I started to feel it tonight...that old familiar feeling. I could feel my walls starting to crumble. Those strong walls that life has forced me to put up. The walls that protect me and my children. It was one of those nights that you take a good look at your life and realize you've just been going through the motions, so afraid to feel that you're not even really living. FEAR. It's everywhere: I'm afraid of not being strong enough for my girls. I'm afraid of being alone. I'm afraid of being a single mother. I'm afraid of uncertainty. And i've been so preoccupied with keeping those walls up that i've let fear take over every aspect of my life. It's not a good feeling.
I want to take this situation and turn it into something beautiful. Granted, it's not ideal but it's reality...I can take it and show my girls how to be strong, how to handle difficulty with grace and composure. We can't always choose what happens in our lives but we can choose how we react.

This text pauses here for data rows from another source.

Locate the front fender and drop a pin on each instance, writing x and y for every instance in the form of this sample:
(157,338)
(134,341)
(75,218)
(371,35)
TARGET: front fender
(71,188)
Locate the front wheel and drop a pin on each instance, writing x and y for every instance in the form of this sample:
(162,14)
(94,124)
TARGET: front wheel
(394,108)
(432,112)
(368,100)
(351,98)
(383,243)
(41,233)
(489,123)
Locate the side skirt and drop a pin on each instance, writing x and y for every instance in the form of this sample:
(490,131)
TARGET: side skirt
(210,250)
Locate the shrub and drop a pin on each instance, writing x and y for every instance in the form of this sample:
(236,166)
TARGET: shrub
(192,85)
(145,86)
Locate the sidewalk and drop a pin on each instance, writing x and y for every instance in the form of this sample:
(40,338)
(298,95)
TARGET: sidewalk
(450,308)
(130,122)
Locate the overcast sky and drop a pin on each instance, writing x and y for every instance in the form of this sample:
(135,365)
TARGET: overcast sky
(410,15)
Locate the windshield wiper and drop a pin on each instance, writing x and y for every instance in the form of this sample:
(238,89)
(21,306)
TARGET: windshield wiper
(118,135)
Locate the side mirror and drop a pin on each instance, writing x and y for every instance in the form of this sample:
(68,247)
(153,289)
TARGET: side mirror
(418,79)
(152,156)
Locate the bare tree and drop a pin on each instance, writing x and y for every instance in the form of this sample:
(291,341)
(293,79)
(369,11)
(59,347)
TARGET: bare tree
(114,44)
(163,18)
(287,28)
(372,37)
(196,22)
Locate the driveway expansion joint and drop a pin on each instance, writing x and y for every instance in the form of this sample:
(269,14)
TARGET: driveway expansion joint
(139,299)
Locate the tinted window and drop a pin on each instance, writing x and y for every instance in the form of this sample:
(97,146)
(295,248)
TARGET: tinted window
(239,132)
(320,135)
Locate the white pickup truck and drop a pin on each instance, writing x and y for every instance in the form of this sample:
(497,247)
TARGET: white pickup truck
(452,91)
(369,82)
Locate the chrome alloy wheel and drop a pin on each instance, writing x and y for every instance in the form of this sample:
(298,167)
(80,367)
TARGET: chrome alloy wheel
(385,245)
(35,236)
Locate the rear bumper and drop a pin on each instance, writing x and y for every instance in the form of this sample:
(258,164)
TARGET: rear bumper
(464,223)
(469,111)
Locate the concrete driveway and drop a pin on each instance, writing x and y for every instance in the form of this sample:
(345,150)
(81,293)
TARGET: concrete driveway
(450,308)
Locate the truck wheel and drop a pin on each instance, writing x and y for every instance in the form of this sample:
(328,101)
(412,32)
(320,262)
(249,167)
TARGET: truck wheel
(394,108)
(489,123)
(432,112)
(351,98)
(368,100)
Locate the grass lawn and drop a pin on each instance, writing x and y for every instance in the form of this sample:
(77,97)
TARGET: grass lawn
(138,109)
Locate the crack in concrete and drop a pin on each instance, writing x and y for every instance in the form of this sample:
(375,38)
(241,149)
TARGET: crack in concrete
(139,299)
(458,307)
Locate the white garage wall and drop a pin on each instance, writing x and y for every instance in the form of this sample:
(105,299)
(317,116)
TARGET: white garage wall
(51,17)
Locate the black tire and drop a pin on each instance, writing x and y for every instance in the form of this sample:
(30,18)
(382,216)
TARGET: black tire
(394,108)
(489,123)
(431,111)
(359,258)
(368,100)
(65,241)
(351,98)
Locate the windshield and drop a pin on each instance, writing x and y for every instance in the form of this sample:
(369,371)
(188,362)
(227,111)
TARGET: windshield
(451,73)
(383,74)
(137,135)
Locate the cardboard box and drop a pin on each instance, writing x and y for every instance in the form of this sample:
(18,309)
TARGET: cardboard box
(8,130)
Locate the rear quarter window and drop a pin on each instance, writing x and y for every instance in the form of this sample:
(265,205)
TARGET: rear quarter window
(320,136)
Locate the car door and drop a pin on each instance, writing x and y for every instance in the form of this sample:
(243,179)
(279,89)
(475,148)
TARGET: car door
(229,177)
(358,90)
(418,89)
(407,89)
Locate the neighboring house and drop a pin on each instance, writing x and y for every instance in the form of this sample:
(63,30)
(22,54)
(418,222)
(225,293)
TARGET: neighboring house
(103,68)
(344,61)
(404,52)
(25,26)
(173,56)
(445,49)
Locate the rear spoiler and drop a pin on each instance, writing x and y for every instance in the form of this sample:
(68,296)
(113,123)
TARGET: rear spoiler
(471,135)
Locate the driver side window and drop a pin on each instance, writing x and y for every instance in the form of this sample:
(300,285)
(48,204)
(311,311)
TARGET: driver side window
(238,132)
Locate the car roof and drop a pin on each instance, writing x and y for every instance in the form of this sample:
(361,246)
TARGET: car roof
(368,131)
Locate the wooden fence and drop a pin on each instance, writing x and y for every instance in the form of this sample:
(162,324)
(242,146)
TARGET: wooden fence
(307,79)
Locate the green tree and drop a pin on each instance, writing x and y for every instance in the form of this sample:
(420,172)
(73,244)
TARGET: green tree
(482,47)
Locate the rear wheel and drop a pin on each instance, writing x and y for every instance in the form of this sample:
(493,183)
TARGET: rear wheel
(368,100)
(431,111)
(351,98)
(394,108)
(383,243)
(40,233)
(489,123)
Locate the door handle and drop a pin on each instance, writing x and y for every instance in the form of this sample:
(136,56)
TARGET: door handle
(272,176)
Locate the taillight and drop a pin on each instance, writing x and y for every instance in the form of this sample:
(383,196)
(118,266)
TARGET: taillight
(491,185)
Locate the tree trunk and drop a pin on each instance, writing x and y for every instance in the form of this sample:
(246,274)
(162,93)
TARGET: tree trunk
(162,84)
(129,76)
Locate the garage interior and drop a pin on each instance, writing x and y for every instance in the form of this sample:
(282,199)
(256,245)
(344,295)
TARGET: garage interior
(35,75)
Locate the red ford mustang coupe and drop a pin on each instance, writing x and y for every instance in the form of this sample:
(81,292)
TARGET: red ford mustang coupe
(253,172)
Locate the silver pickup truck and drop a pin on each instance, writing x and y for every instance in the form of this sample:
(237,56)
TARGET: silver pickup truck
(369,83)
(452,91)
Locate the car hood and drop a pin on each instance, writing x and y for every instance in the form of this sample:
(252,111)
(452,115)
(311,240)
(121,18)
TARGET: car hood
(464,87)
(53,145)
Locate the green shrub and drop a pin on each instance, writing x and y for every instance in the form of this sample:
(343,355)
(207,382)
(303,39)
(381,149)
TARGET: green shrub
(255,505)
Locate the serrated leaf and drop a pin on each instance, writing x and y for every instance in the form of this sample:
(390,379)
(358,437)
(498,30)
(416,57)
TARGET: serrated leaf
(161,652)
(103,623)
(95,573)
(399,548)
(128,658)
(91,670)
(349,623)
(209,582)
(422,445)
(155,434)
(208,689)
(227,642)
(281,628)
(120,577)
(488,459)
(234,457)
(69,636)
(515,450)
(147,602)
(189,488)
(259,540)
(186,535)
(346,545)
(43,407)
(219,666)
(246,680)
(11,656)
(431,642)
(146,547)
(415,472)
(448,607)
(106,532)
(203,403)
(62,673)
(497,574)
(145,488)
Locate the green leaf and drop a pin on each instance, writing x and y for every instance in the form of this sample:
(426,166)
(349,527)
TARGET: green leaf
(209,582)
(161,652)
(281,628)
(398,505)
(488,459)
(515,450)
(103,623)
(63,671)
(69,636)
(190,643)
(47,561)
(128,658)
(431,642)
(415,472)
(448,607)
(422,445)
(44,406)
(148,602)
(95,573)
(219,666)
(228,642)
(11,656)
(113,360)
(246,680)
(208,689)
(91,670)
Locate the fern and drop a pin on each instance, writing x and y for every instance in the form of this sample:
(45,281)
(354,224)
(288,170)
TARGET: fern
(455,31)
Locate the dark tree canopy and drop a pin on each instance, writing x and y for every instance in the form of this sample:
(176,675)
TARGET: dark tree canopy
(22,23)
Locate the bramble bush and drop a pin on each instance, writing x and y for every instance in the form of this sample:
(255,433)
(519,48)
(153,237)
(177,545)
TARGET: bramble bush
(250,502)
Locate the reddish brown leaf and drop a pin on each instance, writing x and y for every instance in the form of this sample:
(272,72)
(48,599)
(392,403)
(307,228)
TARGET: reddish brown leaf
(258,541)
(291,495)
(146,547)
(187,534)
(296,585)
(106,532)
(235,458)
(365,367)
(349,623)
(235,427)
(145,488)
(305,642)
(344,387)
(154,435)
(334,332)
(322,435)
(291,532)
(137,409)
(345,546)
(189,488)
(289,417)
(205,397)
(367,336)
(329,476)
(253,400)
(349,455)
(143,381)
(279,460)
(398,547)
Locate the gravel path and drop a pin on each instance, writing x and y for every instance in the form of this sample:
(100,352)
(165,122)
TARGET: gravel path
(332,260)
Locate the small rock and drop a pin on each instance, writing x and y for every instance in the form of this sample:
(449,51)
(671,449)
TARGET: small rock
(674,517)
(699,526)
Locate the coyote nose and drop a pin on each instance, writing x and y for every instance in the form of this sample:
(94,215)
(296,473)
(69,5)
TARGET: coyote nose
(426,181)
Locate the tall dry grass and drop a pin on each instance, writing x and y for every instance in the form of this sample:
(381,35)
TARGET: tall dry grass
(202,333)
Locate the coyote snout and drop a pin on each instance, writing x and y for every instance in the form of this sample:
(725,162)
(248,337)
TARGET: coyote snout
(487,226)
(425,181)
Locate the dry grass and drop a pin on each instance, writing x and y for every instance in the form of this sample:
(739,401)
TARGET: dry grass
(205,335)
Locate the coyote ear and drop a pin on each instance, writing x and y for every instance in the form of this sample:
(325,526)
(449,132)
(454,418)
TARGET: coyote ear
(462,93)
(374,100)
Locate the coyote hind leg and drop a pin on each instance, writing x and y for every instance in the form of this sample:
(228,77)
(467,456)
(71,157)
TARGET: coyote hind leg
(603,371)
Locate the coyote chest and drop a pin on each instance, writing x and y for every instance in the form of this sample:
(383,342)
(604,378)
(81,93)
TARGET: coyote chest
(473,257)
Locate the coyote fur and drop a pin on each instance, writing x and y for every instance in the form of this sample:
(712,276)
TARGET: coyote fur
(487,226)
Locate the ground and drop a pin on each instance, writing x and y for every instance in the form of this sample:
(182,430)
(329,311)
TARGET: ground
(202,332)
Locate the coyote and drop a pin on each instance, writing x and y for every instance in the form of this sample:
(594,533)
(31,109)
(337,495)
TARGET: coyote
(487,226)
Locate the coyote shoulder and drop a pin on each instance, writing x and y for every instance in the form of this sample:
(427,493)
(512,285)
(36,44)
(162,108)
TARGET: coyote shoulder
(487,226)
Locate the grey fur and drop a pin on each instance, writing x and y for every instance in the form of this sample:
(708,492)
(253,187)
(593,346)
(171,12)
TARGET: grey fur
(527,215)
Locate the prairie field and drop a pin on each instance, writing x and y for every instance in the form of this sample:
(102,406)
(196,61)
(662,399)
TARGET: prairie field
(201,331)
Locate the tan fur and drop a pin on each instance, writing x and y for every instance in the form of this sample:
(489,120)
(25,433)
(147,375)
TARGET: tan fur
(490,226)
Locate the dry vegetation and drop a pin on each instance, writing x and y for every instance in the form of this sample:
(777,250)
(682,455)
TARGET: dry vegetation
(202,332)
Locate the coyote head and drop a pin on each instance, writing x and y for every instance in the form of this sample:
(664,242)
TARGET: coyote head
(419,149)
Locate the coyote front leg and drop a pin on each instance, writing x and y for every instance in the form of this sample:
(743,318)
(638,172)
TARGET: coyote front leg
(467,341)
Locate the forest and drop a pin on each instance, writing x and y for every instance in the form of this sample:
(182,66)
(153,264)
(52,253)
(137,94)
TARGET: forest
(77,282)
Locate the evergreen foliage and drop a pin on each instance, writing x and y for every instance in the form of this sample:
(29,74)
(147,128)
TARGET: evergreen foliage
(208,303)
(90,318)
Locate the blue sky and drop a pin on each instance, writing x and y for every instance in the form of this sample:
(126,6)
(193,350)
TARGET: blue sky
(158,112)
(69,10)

"You gain strength, courage and confidence by every experience in which you really stop to look fear in the face. You are able to say to yourself, "I lived through this horror. I can take the next thing that comes along." . . . You must do the thing you think you cannot do." Eleanor Roosevelt

Tuesday, March 13, 2012

Simple Things


Oh my gosh, it's the simple things that get us through this roller coaster called life. My 7 month old sitting on a blanket in the grass and being completely amazed with nature. My four year old dancing like a mad woman, singing her little made up songs. A starbucks caramel frappucino on those insanely stressful days. A full moon and cool breeze on a gorgeous night. A good run on a back trail through the woods. Wild Horses by The Rolling Stones (and a smart friend who catches things I miss ;)). Watching my girls hug and love on each other. Lily's laughter. Camille's kisses and words of encouragement...it may seem small but "I love you Momma" can carry you through the hardest of times. A stranger telling me how beautiful my little family is. A meaningful message from Pastor Fred that touches a place you didn't even realize needed touching. It's amazing how these seemingly insignificant things are what drive us. I'm just so thankful each and every day for having so many blessings, so many "little" things. Life is such an amazing gift...and I feel so incredibly fortunate to be able to say, in the middle of the biggest trial of my life, how grateful I am for every minute of every day. LIFE IS GOOD. So, so good.

Monday, March 5, 2012


My first born is FOUR. It's so surreal to say that. Since the day she was born life has seemingly flown by, and now here we are, celebrating her fourth birthday and she'll be starting kindergarten next year.
To say i'm proud of my little Camille would be an understatement. She is caring, funny, witty, generous, outgoing, considerate, thoughtful, sassy, strong, smart and so so incredibly beautiful. She's the most wonderful big "sissy" to Lily, always taking care of her and loving on her. She has a huge heart and I am certain she is going to do amazing things in her life. I saw a friend from high school out the other night and was bragging on my kids and when I was talking about Camille she just smiled and said, "I know, she saved your life didn't she?" And while yes, God is really the one responsible for saving me, He definitely used that little girl as the vessel to do so. From the second I saw her, everything changed. My life was no longer about me, it was all about that little life that depended on me. The carefree (careless is probably more accurate) life I had been living was no longer an option. So yes, Kaley, what you said about her saving my life is more accurate than you know. Who knows where I be if that little girl hadn't come into my life and shaken it up the way kids tend to do. I know I didn't deserve such a divine intervention but grace is an amazing thing... and it was nothing short of grace that brought me my Camille. It was God reaching out and saying "You need a reason to change? You want Me to reveal Myself to you? Here." I am so blessed. And i'm reminded of just how blessed I am every time I look at my little girls.